Hi, I'm trying to use a k-Nearest Neighbour model for deployment to an Edge device (AWS Panorama). I understand I need to create an optimized model to suit the target device. As I understand it the built-in algorithms all include a SageMaker Neo 'compile_model' function which I am running over my trained model -
Build model..
knn = sagemaker.estimator.Estimator(container,
role,
instance_count=1,
instance_type='ml.m5.2xlarge',
output_path=output_location,
sagemaker_session=sess,
input_mode='Pipe'
)
# Setup the hyperparameters
knn.set_hyperparameters(**hyperparams)
knn.fit(fit_input, job_name=job_name)
Build optimised model...
optimized_ic = knn.compile_model(
target_instance_family="ml_c5",
target_platform_os="LINUX",
target_platform_arch="ARM64",
input_shape={"data": [1,3,512,512]},
output_path=s3_optimized_output_location,
framework="mxnet",
framework_version="1.8",
)
While the initial model builds fine I get an error running the optimised model / compile_model function:
Failed. Reason: ClientError: InputConfiguration: No valid Mxnet model file -symbol.json found. Please make sure the framework you select is correct.

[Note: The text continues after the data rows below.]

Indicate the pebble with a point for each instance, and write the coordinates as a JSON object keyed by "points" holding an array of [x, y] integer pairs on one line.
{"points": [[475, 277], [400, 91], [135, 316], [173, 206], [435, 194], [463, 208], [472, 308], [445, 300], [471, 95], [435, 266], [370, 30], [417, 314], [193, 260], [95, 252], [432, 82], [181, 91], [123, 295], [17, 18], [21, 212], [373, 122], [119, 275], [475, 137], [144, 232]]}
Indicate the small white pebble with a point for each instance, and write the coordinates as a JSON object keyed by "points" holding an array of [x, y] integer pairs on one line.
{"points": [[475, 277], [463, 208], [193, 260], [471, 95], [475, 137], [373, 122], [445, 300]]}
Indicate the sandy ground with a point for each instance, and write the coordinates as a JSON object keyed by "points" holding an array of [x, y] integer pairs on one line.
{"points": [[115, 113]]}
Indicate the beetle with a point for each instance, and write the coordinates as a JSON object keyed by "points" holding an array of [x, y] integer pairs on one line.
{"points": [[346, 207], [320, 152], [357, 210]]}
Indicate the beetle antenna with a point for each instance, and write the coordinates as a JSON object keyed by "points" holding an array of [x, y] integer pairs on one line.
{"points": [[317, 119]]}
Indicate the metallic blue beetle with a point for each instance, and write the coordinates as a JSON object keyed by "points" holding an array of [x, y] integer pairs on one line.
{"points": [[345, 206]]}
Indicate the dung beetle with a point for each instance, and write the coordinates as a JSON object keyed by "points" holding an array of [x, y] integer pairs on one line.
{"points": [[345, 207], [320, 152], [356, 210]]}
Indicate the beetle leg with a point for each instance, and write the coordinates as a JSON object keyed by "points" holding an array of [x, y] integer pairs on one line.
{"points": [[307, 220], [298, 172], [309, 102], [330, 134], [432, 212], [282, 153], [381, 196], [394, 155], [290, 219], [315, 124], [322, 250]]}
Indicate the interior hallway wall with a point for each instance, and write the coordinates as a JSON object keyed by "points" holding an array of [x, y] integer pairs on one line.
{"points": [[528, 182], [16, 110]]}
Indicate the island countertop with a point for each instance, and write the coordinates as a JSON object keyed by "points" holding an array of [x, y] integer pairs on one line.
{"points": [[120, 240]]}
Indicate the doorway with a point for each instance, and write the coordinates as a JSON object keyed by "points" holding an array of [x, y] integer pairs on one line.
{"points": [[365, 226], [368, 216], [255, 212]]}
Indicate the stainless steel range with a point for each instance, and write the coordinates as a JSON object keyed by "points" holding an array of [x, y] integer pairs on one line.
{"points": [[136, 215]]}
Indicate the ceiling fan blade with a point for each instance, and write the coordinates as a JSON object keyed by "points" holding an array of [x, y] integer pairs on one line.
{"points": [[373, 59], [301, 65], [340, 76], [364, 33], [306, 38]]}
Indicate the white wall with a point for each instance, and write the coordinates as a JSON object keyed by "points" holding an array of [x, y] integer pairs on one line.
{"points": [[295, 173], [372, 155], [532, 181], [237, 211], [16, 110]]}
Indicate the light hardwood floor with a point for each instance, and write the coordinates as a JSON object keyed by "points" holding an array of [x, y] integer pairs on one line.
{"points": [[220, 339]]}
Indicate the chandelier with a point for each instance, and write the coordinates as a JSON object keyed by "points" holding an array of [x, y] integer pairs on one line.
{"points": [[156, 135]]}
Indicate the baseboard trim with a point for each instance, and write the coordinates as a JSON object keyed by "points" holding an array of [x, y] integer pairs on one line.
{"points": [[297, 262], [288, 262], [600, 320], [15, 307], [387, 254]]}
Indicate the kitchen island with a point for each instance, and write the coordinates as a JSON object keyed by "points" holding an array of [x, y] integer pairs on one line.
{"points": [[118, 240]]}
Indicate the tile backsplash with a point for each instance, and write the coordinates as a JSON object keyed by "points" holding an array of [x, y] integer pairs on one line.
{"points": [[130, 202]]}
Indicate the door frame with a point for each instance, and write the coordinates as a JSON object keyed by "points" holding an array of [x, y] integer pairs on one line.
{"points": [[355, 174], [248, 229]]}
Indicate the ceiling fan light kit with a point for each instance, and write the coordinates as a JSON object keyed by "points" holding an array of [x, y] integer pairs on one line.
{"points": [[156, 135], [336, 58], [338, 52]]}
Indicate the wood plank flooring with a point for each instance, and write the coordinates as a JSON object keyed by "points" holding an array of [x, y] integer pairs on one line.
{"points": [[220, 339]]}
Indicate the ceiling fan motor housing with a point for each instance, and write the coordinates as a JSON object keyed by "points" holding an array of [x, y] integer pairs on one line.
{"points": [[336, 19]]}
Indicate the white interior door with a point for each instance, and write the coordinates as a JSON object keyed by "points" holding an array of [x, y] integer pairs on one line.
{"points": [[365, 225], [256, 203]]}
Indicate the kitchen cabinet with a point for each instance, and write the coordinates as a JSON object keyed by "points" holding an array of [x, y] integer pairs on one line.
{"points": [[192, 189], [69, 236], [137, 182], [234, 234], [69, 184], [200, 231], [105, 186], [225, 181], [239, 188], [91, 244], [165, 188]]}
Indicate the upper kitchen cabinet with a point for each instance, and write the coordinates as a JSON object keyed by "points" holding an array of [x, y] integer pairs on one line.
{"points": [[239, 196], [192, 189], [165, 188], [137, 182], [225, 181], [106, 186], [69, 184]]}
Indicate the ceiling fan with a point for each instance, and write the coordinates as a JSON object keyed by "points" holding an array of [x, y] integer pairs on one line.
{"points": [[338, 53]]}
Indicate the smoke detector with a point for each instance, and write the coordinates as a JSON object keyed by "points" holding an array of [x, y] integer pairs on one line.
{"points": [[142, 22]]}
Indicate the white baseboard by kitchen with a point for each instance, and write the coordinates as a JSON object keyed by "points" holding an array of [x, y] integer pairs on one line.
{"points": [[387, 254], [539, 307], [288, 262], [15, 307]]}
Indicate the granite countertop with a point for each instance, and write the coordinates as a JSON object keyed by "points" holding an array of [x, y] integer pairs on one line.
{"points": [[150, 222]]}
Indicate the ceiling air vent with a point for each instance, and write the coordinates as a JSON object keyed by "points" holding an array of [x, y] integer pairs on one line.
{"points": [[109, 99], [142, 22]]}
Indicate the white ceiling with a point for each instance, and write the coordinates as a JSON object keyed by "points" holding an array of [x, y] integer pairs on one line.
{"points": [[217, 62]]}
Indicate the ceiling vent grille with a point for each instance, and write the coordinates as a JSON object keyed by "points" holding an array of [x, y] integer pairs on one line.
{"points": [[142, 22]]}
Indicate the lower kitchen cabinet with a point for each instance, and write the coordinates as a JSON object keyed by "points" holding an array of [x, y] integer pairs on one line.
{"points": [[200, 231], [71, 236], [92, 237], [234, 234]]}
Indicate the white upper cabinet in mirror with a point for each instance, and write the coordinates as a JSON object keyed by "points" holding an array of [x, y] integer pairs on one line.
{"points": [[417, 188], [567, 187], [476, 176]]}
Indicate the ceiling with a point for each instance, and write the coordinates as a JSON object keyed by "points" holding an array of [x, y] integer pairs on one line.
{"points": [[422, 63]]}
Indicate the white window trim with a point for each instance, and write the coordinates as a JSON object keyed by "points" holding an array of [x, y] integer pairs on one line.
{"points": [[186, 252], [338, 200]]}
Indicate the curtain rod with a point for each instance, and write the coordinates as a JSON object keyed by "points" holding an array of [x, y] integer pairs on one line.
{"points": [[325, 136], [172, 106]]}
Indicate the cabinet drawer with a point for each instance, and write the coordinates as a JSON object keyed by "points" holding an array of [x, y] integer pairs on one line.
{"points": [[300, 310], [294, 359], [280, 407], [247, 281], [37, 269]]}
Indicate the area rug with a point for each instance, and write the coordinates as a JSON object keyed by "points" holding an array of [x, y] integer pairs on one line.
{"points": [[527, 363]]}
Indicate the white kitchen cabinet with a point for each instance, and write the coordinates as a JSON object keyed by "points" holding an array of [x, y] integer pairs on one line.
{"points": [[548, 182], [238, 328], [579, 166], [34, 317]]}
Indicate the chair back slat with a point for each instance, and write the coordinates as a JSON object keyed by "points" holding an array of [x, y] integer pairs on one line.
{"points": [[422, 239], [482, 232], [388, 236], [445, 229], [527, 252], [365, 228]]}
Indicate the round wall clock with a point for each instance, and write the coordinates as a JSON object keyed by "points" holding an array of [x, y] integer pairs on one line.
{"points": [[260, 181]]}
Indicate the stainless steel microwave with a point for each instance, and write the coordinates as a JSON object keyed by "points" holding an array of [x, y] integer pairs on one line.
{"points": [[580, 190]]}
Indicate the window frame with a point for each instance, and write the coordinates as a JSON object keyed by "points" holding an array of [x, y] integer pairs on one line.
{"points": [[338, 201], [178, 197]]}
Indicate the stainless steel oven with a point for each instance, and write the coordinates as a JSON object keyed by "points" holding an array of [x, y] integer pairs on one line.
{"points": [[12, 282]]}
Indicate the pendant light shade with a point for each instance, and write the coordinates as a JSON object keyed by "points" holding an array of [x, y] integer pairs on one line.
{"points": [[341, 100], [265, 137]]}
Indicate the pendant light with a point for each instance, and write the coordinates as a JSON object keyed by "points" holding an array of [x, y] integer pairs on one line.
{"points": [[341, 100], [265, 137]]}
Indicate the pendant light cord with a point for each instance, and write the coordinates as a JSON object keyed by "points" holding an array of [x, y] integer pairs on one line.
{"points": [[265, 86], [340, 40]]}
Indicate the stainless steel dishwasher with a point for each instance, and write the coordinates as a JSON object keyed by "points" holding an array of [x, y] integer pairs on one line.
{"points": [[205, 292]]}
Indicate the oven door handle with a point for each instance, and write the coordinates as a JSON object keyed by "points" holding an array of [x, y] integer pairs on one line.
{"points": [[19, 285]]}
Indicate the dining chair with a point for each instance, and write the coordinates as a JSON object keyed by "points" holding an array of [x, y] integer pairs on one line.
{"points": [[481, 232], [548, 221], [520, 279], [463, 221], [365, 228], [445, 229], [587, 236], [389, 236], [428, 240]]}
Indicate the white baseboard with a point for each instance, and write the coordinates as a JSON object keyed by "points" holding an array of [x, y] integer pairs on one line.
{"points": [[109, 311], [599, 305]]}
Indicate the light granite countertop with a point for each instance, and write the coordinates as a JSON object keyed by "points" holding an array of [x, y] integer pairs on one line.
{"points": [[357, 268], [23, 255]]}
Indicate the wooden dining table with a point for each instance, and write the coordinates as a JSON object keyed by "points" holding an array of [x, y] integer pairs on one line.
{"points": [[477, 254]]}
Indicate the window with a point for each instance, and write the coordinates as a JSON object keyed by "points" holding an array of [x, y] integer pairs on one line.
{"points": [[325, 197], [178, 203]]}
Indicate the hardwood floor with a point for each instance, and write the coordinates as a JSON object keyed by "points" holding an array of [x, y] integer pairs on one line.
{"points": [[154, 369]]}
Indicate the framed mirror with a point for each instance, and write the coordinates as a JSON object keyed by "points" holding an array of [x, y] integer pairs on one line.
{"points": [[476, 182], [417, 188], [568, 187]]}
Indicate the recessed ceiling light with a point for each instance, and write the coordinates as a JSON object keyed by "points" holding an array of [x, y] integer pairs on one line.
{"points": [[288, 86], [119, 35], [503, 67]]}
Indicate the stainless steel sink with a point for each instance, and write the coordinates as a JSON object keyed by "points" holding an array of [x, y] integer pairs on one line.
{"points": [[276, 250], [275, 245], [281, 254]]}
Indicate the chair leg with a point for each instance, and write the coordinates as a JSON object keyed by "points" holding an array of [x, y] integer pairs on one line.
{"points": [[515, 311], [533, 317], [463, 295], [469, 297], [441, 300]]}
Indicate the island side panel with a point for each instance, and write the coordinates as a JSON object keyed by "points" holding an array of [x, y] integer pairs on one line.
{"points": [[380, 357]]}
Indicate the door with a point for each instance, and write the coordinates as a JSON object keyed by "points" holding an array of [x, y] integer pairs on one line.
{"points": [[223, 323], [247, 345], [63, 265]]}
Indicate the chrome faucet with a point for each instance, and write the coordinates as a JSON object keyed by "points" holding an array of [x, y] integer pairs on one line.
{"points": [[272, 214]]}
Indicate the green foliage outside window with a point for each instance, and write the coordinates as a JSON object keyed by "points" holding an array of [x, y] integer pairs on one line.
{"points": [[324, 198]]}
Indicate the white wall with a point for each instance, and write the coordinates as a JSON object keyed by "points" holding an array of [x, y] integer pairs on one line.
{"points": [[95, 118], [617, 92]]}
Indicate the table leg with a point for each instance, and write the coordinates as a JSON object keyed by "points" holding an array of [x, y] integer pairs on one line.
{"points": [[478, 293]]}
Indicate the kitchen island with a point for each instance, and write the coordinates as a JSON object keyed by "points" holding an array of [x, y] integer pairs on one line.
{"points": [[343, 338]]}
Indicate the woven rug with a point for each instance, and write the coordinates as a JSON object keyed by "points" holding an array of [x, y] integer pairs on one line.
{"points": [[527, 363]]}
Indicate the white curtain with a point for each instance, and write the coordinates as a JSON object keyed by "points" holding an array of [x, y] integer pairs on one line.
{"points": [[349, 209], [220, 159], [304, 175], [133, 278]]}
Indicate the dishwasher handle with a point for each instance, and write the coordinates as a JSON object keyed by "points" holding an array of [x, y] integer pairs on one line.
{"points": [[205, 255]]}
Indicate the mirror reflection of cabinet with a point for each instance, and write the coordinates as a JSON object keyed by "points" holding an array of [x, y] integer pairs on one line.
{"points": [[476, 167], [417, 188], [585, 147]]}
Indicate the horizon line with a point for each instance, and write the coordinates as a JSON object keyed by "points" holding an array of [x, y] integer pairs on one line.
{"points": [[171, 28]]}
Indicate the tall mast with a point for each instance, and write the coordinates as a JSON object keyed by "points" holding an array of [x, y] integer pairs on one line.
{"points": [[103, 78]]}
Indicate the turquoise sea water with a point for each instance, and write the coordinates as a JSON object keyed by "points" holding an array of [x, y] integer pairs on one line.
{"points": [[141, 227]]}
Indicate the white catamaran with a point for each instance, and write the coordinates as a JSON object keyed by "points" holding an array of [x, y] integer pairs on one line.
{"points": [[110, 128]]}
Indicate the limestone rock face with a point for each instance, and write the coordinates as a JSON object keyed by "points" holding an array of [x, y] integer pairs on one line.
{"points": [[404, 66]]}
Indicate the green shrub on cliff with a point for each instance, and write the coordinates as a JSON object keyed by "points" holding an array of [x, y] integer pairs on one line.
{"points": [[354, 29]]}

I can find a few google references for attempts at something similar with KMeans algorithm, but is k-NN algorithm dramatically different? Do I just have the wrong settings? I understand all of the built-in algorithms use were originally mxnet trained? When I extract my model I only have three files:
- model_algo-1
- model_algo-1.json
- model_algo-1-labels.npy
I am struggling to work out where I am going wrong in porting this model!
I have similarly tried the SageMaker Neo conversion using the 'Panorama Test Utility' and the steps suggested to optimise the model there. The problem again seems to be an issue with the knn trained model not being based on mxnet or missing a '-symbol.json' file?